Monday, 15 April 2024
Monday, 15 April 2024

iplicit: Five best practices in Grant and fund reporting

PRODUCING grant reports can be a big task for a finance team – even if those reports are an important way of demonstrating accountability to the charity’s funders.

The fact that some funders require updates periodically, rather than just at the end of a funding arrangement, makes them a sizeable responsibility.

In some cases, a poor grant report can result in a loss of funding, as it isn’t clear to the funder how the money was used – or whether it met a specific outcome. For this reason, it’s important to submit a well-written and accurate account, which provides all the detail a funder needs to justify the continuation of their support.

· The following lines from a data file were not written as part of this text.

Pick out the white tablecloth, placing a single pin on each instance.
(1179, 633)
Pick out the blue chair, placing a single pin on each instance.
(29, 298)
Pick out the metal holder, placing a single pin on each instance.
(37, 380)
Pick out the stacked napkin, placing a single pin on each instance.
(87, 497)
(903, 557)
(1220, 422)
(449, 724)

Here are our five tips to help you create robust grant and fund reports, which will demonstrate your good work to funders and – with a bit of luck – earn their ongoing investment.

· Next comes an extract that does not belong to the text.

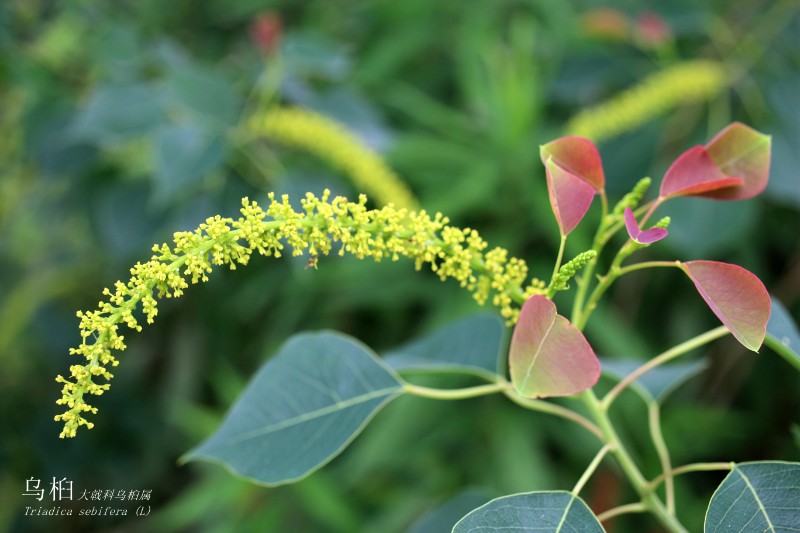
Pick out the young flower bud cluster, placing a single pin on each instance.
(682, 83)
(568, 271)
(332, 143)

1. Understand exactly what your benefactor wants to see.

When you’re working with a grant, it’s essential to prove that the money is being used as intended. To achieve this, all stakeholders must have a clear understanding of the fund’s objectives and strategy, so that progress can be communicated in a way that honours this.

Your project may excel in certain areas, but if it isn’t what your benefactor specifically wanted to influence, it may not work in your favour. For example, providing lunches to 100 children may not satisfy your benefactor if you can’t prove it was given to the demographic they defined.

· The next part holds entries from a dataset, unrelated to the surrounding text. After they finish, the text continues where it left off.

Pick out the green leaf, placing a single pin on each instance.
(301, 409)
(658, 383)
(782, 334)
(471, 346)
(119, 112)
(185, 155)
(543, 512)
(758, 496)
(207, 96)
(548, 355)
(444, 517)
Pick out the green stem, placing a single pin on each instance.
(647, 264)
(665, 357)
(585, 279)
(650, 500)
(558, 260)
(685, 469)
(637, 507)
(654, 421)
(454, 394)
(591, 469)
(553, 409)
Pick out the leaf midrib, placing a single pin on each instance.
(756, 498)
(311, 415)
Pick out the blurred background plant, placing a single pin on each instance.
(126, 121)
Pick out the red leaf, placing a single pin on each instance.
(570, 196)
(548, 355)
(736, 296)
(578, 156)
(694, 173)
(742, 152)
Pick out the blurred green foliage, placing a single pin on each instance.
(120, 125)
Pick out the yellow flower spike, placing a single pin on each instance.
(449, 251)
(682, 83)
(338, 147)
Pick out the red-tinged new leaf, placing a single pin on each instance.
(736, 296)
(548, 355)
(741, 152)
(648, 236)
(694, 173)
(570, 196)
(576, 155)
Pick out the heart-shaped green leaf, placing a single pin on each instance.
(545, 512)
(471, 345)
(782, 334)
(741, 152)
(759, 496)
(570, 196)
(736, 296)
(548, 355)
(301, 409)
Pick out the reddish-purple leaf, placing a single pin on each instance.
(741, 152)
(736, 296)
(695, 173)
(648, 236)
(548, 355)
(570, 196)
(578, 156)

Some funders may even withhold the full grant if initial reporting isn’t issued by a specific deadline. So, don’t leave anything to chance – clarify exactly what’s needed, and when, to ensure that benefactors can satisfy their own audits and continue to offer their support.

2. Record activities and spending at a granular level.

The more information you can offer your funder, the better you can satisfy their requests – as well as delivering the insight needed to reinforce further funding bids. This can prevent delays in receiving future support, making it easier to continue your projects in the longer term.

Attaching data to specific dimensions – such as projects, funds, resources, allocations of time and more – will provide a greater understanding of how grants make an impact. The more dimensions you can report against, the easier it is to bring context and meaning to data – as well as making it simpler to categorise, filter and aggregate your figures.

Of course, gathering data at such a granular level can take time (especially if you’re doing so manually). For this reason, leaning on finance software that supports this kind of in-depth grant reporting could be integral to your success.

3. Stay on top of your reports by compiling and reviewing your data regularly.

Rushing to create your grant reports will lead to stress and mistakes. It won’t do your project justice and it won’t fill your benefactor with confidence, either.

Choosing to regularly gather and examine your data will help you stay on top of the fund’s performance – empowering you to spot any errors or operational issues quickly. You won’t want your benefactor to pick up on any snags before you do and, critically, regular reporting will help you to detect key patterns that could help you to achieve greater wins.

4. Report on both positive and negative aspects of the fund’s performance.

It’s likely you’ll want to use your grant report as a chance to shout about what a great job you’ve been doing; and of course, there’s an opportunity for that. However, you shouldn’t be tempted to gloss over any negative findings.

Data turns to insight when you evaluate it fully, and that means finding lessons you can learn – as well as evidence of your success.

If your grant report proves a positive impact, but the data also indicates that there’s further work to be done, this could be an opportunity to seek additional funding and increase your results. So, don’t shy away from highlighting where more could be achieved, and the resources needed to get there.

5. Leverage automation.

Juggling reams of spreadsheets to gather the data you need is undeniably time-consuming. If your funder needs regular reports, it can be expensive, too – just think about how many hours your finance team will need to dedicate to such arduous, detail-orientated work.

By using technology that can automate your reports, you’ll rely on far less human assistance to wrangle your insights. This means your valuable team can spend more time concentrating on what matters – running your fund!

All the while, you’ll save money that can be injected back into your nonprofit, netting bigger and better results.